= Boola Boola =

Yale University football song

"Boola Boola" is a football song of Yale University. It has enjoyed widespread popularity over the years and has been adapted to many other uses. Despite its popularity, it is not Yale's official fight song, which is "Bull Dog", by Cole Porter.

==Origins==
The song in its present form was composed in 1900 and is generally attributed to Allan M. Hirsh, Yale Class of 1901, who in a 1930 letter claimed to have written it in collaboration with his classmates F. M. Van Wicklen, Albert Marckwald, and James L. Boyce in the fall of 1900. Though the claim was disputed by Marckwald - who was credited with the tune in the 1901 Class Book - and others, the weight of the evidence, including several articles in the Yale Alumni Weekly from 1900 and 1901, supports Hirsh's claim.

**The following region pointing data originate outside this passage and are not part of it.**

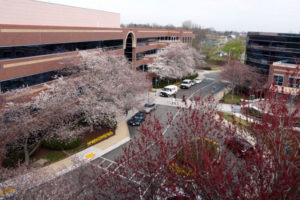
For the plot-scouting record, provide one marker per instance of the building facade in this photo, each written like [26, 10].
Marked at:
[263, 49]
[286, 77]
[31, 54]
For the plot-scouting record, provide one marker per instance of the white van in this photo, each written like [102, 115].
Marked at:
[187, 83]
[169, 90]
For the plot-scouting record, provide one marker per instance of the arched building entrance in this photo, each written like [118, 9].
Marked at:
[130, 43]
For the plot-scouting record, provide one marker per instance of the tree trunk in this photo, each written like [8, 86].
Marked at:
[26, 153]
[232, 93]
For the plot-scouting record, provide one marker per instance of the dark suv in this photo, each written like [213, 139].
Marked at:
[137, 119]
[241, 147]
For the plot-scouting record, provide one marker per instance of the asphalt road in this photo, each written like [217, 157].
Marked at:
[163, 113]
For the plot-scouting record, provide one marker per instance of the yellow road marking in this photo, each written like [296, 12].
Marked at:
[89, 155]
[33, 62]
[57, 31]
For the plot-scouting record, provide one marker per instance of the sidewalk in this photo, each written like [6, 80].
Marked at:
[59, 168]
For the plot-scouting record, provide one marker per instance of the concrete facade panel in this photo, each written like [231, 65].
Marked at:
[30, 12]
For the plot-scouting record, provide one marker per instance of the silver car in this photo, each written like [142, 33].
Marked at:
[198, 80]
[149, 107]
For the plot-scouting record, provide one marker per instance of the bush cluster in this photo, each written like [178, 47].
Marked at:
[59, 144]
[164, 82]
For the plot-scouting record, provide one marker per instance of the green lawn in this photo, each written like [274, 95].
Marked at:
[240, 122]
[236, 99]
[59, 155]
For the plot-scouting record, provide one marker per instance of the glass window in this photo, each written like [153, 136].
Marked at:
[278, 80]
[44, 49]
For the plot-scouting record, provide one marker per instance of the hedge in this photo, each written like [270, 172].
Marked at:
[57, 144]
[164, 82]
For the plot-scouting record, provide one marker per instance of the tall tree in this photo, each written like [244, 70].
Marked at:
[234, 48]
[191, 162]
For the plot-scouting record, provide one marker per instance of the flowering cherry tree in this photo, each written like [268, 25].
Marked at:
[238, 74]
[104, 88]
[191, 159]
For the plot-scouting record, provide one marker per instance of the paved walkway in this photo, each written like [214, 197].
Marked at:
[61, 167]
[96, 151]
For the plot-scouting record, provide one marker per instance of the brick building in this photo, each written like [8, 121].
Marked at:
[35, 36]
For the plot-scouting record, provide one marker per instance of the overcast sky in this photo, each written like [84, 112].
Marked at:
[222, 15]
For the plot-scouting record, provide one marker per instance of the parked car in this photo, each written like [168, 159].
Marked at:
[169, 90]
[241, 147]
[193, 82]
[187, 83]
[149, 107]
[137, 119]
[198, 80]
[174, 193]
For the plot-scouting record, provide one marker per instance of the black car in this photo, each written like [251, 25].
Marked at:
[241, 147]
[137, 119]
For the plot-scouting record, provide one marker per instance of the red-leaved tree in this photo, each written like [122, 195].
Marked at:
[191, 158]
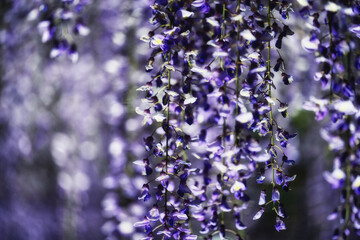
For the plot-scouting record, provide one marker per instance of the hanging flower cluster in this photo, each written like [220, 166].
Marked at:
[212, 91]
[60, 24]
[334, 40]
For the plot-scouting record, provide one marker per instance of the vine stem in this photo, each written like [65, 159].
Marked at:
[269, 75]
[167, 139]
[224, 124]
[348, 163]
[237, 82]
[332, 62]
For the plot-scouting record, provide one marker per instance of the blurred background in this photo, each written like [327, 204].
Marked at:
[69, 132]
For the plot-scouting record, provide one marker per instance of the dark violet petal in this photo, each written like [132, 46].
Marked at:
[262, 198]
[280, 225]
[275, 195]
[259, 214]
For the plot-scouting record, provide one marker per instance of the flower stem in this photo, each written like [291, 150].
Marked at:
[167, 139]
[271, 113]
[332, 62]
[237, 82]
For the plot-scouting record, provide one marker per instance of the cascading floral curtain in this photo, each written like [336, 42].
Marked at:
[179, 119]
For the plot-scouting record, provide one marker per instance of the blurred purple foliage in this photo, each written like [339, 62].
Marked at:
[179, 119]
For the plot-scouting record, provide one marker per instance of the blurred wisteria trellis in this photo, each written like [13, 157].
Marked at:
[179, 119]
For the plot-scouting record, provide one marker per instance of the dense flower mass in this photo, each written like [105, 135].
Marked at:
[179, 119]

However, the song appears to be based on an earlier one, "La Hoola Boola" (1898), by Bob Cole and Billy Johnson, "extremely popular African American singer-songwriters of the time." When the first piano edition of "Yale Boola" appeared in 1901, it included a notice "Adapted by permission of Howley, Haviland & Dresser", the successor publisher of "La Hoola Boola". Hirsh himself said in his 1930 letter: The song was not altogether original with us, but was undoubtedly adapted from some other song but we were unable to definitively designate this song, although later on we did discover that there had been published a song, which at that time was out of print, called 'La Hula Boola,' and the air was quite similar but the time was different.

The song immediately caught on, soon being played by John Philip Sousa. It sold more sheet music in the first half of 1901 than any other song in the country, and became indelibly associated with Yale athletics.

==Recordings and adaptations==
Arthur Pryor's Band recorded "Boola Boola" in 1910.

As one of Yale's most traditional football songs, "Boola Boola" has historically been performed by the Yale Whiffenpoofs and the Yale Glee Club.

The tune of "Boola Boola" is used for the University of Oklahoma's fight song, "Boomer Sooner."

==Lyrics==

Boola boola, boola boola, boola boola, boola, boola
Oh when we're through with those poor fellows
They will holler boola, boo
Rah, rah!

Oh Yale, Eli Yale
Oh Yale, Eli Yale
Oh Yale, Eli Yale
Oh Yale, Eli Yale

==In popular culture==
An accordion rendition is featured in the 1954 film Phffft, when Kim Novak's character leads patrons in a restaurant in singing the song, while she waves pom poms. In the film “Sabrina,” also released in 1954, Humphrey Bogart’s character briefly sings the tune while putting on a jacket from Yale, his alma mater.

A brass-band arrangement of the "Boola Boola" tune accompanies the sequence in Peter Yates' 1969 film John and Mary in which Mary (Mia Farrow) imagines herself sitting on a bench wrapped in a blanket, watching John (Dustin Hoffman) play tennis with James (Michael Tolan) on a New York City court in the winter, both wearing Yale jerseys. Then John and James briefly sing the song in the shower while throwing wet towels onto Mary.

Nancy Kelly sings a version of the song in 1943's Tarzan’s Desert Mystery as a diversion to the villains looking for Tarzan and his son Boy.

Dick Tracy comic strips from October 13, 1956-December 23, 1956, featured a counterfeiter named Ivy who would frequently utter “Boola Boola Boola”. He wore tweed suits, owned a large riding stable, and was a former polo champion.

In the Simpsons episode "The Great Wife Hope", character Mr. Burns, an alumnus of Yale, is seen playing the song as he comes up against Marge in a practice wrestling match.